Loaded up on fat cigs, had a couple other baits as well but I've caught the brown bomber on cigs before so I rigged up my trolling system, one naked, one on a jig, one on a jethead wayback and went to a spot I thought might produce. Foggy in the AM was nice as it seemed to have kept some folks in bed for an extra hour or so... Had the place all to myself, as you can see by my tracks I was drifting the spot bumping he jig and letting naked cig do whatever... 

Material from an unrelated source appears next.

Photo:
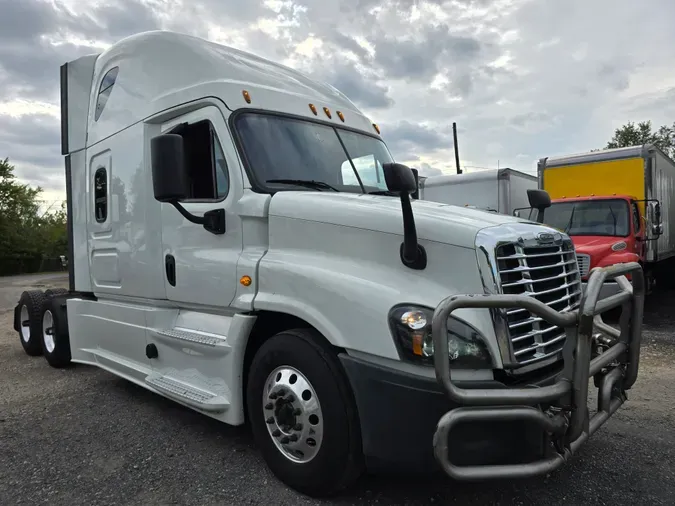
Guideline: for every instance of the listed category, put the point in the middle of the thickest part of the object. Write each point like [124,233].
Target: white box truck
[219,258]
[496,190]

Get off the spot a little and naked cig goes off- didn't run like a king or hug the bottom like a shark took a bit but knew it wasn't a cobia - then I see this guy spiraling up from the depths. It felt heavy and I only lip hooked hin with the 1/0 LoL. Made for a good release. I figure just shy of 20#, def biggest grouper I've caught off the yak 32.5".

Hoss Grouper -- needed a tandem yak for him.









Cheers,
Stressless


----------



## JD7.62 (Feb 13, 2008)

You might want to check your calendar. July 1st is more then 5 days away.


----------



## Stressless (Oct 2, 2007)

JD - thx that's right it only opened in 3 or 4 counties to the East of us... Guess I'll have to wait on him.


----------



## JD7.62 (Feb 13, 2008)

Still a monster grouper, especially from the yak. But it sucks for us, by the time they open they are moving back deep. They tend to come in closer during the winter/spring but of course that's when they close them!


----------



## Deeplines (Sep 28, 2007)

Hell yea Bob, He looks HEALTHY !!!!!


----------



## Fielro (Jun 4, 2012)

Stud grouper...


----------



## GROUPERKING (Sep 28, 2011)

Fine grouper !


----------



## superchua (May 16, 2011)

I was about to message you and see how you did. I was the guy that launched from the same spot but had to run home quick since I forgot my sonar. Nice gag


----------



## Night Wing (May 16, 2011)

Good looking grouper. Nice size to him.


----------



## coolbluestreak (Jun 27, 2011)

Man, Great grouper!


----------



## Jason (Oct 2, 2007)

Man what a fishie!!! Good going and maybe you'll get him again when it opens up brother!!!


----------



## pcfisher22 (Jan 11, 2014)

Dang what a grouper!


----------